Mr. HUMPHREY: In monitoring Twitter, I was able to see people on the other side of the park talking about some structures that were not yet protected. I was able to send them a direct message, and I asked them to call our media-relations line. And I was able to take that two-way conversation via the phone in making commanders aware that there may be some unmet needs on the far side of the fire.
KURWA: Humphrey is well-versed not only in Web 2.0 practices, but in social media etiquette, too, and that's the fluency that wins you points in online communities. He hyperlinks like crazy in his blog posts about heroic fire department exploits, flu vaccines, and deep fried turkeys. And he relies on other bloggers and open-source programmers to suggest free resources, not that Humphrey doesn't get offers for more lucrative work away from the LAFD...

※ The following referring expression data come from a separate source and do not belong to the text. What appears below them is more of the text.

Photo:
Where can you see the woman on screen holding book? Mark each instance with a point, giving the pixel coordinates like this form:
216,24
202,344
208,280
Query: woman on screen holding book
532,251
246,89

Mr. HUMPHREY: For three times my salary plus staff of, you know, a dozen people.
KURWA: He says corporations are interested in selling his playbook to police and fire departments around the country.
Mr. HUMPHREY: I'm not interested in doing that.
KURWA: But he's also not shy about pointing out that he's been running these online experiments for the city of Los Angeles at what you might call fire-sale prices.
Mr. HUMPHREY: Humphrey draws a great big circle in the air when he talks about his budget.
KURWA: Yes, he did just refer to himself in the third person. It's happened a couple of times this interview. Humphrey is a big personality and an optimistic public face for the department, even as Los Angeles, like other municipalities, struggles through the recession.
Mr. HUMPHREY: We don't have the best or fanciest tools here. We know that we need more, but we're in a tight financial time.
KURWA: A time when Humphrey's tech experiments could ostensibly save the department money. Instead, he's wondering if budget constraints will force his already modest bureau to downsize. That would mean Humphrey spends less time in the lab inventing LAFD 2.0. For NPR News, I'm Nishat Kurwa.